New Zealand has an agile and responsive harvest strategy for orange roughy, where no more than 4.5% of the available biomass is harvested. In other words, from every hundred fish, we catch no more than 4.5 individuals.
 
The harvest strategy is a simple equation to ensure the number of fish harvested is equal to (or less than) the rate of fish joining the fishery as they transition from eggs and larvae into juvenile fish. The entry of new young fish (or recruits) into a fishery is called recruitment.
 
In its submission to FNZ, Seafood NZ has proposed a reduction in the catch limit for the fishery from 5,970 tonnes to 3,700 tonnes. This aligns with the harvest strategy and works out to approximately 2.5 million fish being harvested from this one fishery that has as many as 55 million fish.

Orange roughy stocks are healthy

Government and industry have reliable information showing that the stock is healthy, including:

  • estimates of abundance of the fish using proven acoustic surveying methods undertaken by independent scientists. 
  • the number of orange roughy harvested each year, and accumulatively across years.

Looking at the East and South Chatham Rise fishery, the biomass of orange roughy in this area has been estimated at 80,000 tonnes of fish (or around 55 million individuals).
 
The 80,000-tonne estimate comprises 49,000 tonnes observed through acoustic surveying and 30,000 estimated by scientists for unobserved spawning fish and mature fish that are not spawning.
 
To summarise: There are as many as 55 million fish in the East and South Chatham Rise area, which is one of eight orange roughy fishery zones. This is not evidence of a plummeting. These fish are abundant.
 

Certainty is a matter of time (and science)

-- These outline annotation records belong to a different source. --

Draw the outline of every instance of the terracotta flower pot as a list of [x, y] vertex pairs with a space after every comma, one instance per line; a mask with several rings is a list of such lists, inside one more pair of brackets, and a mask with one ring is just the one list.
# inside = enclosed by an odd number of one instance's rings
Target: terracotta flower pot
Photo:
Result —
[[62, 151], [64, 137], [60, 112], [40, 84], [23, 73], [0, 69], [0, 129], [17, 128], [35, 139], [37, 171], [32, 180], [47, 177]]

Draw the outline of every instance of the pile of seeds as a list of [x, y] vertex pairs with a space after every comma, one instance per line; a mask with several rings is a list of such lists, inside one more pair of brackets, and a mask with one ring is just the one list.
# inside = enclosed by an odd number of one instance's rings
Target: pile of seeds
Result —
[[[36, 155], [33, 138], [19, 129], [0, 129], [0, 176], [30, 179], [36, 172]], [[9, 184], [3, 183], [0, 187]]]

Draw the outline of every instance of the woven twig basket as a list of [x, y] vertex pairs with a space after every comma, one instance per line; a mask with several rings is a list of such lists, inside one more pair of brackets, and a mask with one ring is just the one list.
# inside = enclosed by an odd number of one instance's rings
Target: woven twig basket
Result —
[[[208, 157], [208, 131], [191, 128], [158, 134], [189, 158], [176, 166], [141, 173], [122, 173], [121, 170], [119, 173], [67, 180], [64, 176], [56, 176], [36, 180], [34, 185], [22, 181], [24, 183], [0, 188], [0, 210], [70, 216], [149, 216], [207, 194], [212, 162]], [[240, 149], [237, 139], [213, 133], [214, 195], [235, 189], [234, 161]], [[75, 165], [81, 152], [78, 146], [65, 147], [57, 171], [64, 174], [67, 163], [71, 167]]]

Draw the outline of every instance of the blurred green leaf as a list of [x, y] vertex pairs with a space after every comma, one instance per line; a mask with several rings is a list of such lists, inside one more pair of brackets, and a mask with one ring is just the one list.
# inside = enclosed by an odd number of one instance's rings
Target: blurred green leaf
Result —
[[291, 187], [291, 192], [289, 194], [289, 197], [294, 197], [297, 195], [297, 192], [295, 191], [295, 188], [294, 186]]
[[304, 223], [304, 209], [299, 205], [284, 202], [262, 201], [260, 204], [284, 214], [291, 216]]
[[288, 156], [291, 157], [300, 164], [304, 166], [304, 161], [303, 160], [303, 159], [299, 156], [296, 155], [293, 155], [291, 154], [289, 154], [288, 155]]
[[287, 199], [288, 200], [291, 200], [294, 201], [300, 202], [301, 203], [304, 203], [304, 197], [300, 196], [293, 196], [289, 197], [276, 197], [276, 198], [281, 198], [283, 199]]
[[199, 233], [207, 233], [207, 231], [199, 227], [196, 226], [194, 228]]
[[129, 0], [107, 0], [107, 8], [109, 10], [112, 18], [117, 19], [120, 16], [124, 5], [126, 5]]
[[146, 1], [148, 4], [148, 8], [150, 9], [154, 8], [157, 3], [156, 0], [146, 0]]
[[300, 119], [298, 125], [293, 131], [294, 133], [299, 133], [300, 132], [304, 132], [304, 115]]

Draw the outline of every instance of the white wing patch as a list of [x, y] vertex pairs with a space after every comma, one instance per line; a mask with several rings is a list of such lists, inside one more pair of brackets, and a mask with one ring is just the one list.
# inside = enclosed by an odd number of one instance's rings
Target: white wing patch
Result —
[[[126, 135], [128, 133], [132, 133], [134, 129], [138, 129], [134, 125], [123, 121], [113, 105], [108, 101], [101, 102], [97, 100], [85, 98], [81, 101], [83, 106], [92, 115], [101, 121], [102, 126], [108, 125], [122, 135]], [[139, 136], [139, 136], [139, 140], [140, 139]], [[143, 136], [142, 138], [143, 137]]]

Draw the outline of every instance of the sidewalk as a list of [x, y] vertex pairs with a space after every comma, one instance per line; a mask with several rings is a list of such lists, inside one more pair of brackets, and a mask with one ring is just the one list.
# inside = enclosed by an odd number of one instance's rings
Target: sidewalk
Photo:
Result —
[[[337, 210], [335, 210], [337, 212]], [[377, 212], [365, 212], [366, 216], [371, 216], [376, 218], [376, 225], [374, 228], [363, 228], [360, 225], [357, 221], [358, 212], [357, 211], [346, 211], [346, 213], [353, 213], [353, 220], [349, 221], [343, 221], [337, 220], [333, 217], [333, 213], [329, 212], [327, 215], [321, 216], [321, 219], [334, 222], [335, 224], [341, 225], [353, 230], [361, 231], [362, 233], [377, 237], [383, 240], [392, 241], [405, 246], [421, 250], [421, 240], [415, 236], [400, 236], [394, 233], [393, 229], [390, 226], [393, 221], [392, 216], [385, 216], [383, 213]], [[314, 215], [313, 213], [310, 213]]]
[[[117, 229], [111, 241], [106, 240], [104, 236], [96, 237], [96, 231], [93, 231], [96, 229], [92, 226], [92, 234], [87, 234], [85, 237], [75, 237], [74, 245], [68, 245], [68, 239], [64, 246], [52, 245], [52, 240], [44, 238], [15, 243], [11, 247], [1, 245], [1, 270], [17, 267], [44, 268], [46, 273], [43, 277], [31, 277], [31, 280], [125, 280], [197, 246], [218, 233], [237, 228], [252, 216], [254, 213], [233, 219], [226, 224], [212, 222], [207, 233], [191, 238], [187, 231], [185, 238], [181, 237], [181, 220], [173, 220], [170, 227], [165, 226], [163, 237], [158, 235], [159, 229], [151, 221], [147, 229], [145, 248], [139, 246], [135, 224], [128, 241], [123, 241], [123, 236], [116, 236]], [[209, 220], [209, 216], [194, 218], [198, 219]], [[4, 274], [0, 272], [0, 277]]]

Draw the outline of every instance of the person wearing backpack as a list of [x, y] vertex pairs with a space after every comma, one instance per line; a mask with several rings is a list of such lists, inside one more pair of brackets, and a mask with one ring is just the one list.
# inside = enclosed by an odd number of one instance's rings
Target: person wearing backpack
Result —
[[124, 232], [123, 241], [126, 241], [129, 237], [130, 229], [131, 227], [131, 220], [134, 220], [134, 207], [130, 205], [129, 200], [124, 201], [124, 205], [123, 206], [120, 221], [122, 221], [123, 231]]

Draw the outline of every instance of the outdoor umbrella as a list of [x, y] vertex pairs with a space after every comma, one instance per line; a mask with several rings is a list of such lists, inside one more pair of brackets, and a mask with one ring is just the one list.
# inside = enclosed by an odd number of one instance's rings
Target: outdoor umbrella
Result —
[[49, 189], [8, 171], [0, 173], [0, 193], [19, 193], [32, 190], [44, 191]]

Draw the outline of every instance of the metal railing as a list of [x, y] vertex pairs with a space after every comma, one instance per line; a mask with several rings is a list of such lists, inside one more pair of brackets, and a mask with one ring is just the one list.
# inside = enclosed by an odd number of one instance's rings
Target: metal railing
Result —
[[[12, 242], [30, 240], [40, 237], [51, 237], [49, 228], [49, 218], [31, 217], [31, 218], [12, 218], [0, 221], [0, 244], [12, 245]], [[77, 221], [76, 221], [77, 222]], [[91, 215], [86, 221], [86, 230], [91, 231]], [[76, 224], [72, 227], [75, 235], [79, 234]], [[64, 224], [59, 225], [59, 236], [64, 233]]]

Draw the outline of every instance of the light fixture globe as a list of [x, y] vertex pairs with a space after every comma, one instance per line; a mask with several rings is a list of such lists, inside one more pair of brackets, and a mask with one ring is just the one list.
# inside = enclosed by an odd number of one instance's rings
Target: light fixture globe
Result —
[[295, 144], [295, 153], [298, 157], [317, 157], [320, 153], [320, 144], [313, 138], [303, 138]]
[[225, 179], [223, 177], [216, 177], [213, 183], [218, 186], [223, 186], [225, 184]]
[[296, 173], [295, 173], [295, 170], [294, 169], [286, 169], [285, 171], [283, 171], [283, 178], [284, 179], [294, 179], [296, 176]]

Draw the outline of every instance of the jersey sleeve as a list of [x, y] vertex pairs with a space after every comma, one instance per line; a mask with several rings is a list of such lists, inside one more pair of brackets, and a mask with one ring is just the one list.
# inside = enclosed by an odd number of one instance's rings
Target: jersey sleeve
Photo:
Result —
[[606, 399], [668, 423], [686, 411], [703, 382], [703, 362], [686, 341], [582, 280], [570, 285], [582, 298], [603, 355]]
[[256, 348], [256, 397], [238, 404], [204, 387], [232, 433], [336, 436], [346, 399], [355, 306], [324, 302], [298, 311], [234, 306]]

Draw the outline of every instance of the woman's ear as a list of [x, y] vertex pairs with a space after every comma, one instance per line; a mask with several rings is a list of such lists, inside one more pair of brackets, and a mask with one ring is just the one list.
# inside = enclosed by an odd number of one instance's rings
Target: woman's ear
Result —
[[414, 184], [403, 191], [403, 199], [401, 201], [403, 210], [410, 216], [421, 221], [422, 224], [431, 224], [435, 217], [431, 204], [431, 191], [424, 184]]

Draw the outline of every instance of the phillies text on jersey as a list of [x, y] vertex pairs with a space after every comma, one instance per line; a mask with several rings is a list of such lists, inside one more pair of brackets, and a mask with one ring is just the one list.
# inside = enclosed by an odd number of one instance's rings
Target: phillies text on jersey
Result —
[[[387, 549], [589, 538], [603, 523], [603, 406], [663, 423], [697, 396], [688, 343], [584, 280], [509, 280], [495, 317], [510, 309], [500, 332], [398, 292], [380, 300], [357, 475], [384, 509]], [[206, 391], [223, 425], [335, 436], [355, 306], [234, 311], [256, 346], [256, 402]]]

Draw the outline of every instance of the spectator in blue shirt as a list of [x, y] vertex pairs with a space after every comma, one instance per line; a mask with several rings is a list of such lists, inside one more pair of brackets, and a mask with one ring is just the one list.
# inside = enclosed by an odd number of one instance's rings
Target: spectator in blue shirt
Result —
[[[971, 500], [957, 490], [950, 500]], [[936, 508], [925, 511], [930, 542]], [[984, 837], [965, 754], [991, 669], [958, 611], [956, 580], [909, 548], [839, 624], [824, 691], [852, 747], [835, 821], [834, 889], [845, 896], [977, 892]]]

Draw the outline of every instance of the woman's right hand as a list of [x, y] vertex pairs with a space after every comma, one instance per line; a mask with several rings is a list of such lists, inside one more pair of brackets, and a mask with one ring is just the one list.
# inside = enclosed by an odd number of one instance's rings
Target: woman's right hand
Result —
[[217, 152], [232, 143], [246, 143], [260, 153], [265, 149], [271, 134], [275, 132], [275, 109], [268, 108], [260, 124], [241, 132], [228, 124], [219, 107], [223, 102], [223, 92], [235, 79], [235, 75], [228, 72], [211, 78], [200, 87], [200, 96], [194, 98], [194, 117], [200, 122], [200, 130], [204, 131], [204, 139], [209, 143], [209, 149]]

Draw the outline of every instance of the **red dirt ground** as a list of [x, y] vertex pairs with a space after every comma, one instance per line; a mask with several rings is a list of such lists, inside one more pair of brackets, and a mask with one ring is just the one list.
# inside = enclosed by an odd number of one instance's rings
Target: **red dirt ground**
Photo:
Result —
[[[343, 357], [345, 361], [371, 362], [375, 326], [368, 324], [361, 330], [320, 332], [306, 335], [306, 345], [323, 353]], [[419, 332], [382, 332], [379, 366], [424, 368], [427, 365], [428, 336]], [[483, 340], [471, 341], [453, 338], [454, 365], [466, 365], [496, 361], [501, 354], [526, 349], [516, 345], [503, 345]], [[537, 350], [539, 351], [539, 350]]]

But we still need more science so that we can set harvest levels with more certainty. One essential  piece of science – an improved ageing dataset – is needed so that the stock assessment can be completed, providing indications of sustainable yields for the harvest of this valuable fish.
 
Until this point, there is agreement between the government and industry to reduce the TACC  in the fishery, so that we can keep fishing sustainably, maintaining New Zealanders' livelihoods and local economies (although a small reduction may still affect both). Industry and government have yet to reach a consensus on the extent of the reduction in catches.

 


[1] This is the East and South Chatham Rise fishery which is a sub-area of the ORH3B stock.